Ways to help (no code required)
- Share a Skill you actually use. Record a real workflow, review the generated Skill, and post it in Discussions → Show & Tell. Real workflows beat synthetic examples and become the reference library everyone learns from.
- Report bad outputs. Did a generated Skill miss a step, add a redundant click, or misread your strategy? Open an issue with the Skill + what it should have been. The prompts get tuned directly from this feedback.
- Bug reports from real usage. Everything is logged locally so reproductions are usually easy. The more unusual your Mac setup, model tier, or workflow, the more valuable the report.
- Answer questions in Discussions. Anyone who's used the tool for more than a week has context new users need.
Code contributions we'd love
- New agent connectors. Follow the pattern in
worker/src/agenthandover_worker/agent_connect.py. Cursor, Windsurf, Cline, Aider, RooCode, and any agent that reads Claude Code-format skills or MCP are straightforward — the Hermes and Codex connectors are each under 150 lines. - New VLM backends. Six supported today (Ollama, MLX, llama.cpp, Anthropic, Google, OpenAI-compat) in
worker/src/agenthandover_worker/backends/. LocalAI, LM Studio, vLLM, and any OpenAI-compatible endpoint are easy drop-ins. - Prompt engineering. The prompts in
sop_generator.pyandbehavioral_synthesizer.pydrive the entire output quality. If you see a way to make them more precise, more robust, or better at handling your language, send a PR. - Browser extension ports. Chrome / Chromium / Brave / Edge / Arc / Comet are supported. Firefox and Safari are wide open.

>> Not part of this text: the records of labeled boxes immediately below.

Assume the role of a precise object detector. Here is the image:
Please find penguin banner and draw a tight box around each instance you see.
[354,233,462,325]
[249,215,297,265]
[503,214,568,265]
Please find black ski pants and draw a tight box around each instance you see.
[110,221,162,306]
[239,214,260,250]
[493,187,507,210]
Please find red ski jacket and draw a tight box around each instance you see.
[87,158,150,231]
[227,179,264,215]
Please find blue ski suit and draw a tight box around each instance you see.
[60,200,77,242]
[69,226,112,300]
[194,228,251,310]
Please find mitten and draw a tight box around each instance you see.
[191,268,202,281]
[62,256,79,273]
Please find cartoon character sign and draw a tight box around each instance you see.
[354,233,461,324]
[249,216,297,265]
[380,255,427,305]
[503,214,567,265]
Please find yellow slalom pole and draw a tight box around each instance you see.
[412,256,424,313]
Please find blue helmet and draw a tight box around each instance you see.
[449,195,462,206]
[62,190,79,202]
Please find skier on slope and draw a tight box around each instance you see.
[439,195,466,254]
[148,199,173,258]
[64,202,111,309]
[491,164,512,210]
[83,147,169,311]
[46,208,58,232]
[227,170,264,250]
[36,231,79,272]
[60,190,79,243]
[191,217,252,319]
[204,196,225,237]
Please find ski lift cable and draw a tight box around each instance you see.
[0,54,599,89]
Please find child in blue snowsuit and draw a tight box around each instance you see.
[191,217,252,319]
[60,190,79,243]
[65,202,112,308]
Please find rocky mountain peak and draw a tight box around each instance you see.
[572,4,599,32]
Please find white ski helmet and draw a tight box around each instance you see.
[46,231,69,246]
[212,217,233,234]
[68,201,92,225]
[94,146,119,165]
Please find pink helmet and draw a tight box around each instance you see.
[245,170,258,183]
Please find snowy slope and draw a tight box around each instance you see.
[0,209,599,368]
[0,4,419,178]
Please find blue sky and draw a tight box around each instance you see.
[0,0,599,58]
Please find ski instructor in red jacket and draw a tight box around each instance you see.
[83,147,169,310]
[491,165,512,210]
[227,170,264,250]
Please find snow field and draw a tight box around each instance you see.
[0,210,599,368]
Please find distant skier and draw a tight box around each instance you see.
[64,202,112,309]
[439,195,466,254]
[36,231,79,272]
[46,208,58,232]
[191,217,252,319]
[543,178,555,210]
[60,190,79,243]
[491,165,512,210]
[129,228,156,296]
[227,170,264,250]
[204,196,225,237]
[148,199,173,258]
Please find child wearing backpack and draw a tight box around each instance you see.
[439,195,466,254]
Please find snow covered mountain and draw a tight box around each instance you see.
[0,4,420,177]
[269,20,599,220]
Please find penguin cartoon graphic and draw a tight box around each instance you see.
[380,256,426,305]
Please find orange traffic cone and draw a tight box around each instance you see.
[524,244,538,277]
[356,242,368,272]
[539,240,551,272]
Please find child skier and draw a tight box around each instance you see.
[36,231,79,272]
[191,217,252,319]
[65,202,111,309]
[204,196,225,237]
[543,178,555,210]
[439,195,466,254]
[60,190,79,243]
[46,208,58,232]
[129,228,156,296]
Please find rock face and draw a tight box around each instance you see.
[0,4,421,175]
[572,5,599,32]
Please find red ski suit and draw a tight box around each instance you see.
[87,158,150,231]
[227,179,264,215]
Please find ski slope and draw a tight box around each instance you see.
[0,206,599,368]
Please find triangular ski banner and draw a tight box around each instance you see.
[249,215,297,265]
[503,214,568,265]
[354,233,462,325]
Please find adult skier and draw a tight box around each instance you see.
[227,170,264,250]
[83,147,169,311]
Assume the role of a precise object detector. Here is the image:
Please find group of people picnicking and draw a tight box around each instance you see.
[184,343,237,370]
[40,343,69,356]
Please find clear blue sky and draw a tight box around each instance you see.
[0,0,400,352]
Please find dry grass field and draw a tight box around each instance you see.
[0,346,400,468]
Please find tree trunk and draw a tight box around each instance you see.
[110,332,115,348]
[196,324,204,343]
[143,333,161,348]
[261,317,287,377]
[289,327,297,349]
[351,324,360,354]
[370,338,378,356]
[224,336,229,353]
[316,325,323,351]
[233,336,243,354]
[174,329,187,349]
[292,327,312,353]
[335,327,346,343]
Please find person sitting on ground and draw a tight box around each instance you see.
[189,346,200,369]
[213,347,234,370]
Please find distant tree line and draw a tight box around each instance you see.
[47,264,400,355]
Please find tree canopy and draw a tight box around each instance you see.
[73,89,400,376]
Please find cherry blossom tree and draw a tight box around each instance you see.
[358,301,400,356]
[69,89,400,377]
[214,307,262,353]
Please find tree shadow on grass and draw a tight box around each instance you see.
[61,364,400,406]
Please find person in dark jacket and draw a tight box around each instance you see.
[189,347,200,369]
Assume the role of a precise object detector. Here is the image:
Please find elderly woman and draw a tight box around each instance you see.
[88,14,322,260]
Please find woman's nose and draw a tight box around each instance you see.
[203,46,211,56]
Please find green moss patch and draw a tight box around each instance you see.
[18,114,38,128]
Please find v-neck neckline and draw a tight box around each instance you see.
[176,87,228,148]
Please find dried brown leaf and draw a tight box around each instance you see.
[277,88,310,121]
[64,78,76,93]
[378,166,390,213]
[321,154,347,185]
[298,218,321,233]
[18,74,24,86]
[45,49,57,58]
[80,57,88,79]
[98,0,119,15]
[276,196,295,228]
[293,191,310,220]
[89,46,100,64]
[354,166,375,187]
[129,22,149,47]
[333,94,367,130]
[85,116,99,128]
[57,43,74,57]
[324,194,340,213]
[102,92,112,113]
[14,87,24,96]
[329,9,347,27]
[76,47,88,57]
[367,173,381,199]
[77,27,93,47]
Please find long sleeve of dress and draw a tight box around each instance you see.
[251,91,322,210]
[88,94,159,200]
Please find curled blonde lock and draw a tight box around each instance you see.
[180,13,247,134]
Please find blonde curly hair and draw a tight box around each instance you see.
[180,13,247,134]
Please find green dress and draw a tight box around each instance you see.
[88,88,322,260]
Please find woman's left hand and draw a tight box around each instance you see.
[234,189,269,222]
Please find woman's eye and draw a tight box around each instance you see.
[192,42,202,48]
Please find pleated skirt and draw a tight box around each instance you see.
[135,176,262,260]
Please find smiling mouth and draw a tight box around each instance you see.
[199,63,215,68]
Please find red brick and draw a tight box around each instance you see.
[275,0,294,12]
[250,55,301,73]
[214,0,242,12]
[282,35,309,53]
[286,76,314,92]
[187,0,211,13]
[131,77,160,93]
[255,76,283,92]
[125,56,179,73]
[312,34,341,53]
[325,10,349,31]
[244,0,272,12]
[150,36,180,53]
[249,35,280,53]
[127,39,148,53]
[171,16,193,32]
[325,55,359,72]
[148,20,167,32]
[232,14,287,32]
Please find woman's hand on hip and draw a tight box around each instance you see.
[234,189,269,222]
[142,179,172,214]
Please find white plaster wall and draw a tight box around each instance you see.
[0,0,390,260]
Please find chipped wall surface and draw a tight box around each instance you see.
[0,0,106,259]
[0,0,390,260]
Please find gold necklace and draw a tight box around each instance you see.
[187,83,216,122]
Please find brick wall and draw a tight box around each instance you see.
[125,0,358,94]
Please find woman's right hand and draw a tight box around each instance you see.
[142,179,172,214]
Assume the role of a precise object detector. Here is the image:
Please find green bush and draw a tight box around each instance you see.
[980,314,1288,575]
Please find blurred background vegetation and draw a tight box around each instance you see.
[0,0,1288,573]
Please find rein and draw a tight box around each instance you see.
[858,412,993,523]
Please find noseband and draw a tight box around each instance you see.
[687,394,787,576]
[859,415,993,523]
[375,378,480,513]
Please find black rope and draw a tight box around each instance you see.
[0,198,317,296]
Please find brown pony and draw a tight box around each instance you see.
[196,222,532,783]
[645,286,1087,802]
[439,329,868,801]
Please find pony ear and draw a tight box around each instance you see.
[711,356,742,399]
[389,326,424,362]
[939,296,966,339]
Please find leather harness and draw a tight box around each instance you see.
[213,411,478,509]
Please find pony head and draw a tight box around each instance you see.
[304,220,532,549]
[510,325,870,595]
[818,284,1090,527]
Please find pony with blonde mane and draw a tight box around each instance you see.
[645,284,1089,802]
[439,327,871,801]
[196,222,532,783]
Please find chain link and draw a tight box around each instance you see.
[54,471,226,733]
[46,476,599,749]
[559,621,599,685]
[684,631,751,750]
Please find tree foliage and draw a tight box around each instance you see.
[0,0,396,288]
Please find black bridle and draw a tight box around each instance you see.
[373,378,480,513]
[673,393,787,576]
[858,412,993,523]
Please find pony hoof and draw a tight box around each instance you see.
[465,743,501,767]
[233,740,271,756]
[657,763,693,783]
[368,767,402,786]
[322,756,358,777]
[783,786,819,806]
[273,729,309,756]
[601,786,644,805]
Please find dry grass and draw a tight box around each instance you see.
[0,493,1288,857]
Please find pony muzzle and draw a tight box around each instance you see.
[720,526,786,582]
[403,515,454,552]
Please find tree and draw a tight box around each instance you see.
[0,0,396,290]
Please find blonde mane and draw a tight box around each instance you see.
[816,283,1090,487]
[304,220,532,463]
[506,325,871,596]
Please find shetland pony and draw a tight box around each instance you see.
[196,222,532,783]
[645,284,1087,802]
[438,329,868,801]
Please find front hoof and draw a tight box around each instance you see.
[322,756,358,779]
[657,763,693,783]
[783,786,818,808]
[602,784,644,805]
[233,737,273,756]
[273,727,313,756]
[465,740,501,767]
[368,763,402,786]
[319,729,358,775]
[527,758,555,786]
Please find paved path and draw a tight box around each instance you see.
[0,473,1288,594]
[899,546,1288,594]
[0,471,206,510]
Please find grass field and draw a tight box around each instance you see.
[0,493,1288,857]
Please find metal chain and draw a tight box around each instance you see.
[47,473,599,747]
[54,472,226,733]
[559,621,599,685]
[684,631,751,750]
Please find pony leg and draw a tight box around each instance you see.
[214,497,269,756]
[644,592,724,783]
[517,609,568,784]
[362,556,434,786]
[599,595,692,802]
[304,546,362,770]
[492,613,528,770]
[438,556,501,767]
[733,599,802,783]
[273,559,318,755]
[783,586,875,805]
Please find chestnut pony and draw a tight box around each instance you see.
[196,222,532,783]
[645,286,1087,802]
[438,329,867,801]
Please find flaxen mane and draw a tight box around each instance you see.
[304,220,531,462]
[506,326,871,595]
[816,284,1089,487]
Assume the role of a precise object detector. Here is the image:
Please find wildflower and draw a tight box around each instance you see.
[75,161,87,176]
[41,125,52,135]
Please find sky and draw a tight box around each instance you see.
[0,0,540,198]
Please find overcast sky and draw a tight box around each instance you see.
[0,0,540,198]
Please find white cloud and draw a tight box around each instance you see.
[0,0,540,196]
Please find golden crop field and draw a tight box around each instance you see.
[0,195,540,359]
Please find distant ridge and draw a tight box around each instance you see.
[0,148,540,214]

- Privacy review. This is a local-first tool that handles sensitive data. Extra eyes on
crates/common/src/redaction.rsand the artifact encryption path are genuinely wanted.
Getting started
If you're not sure where to begin, open a Discussion with a rough idea — it's faster to shape something together than to send a PR cold. Small PRs get reviewed quickly. If your contribution is non-trivial, running just test and cargo test before opening the PR saves a review round-trip.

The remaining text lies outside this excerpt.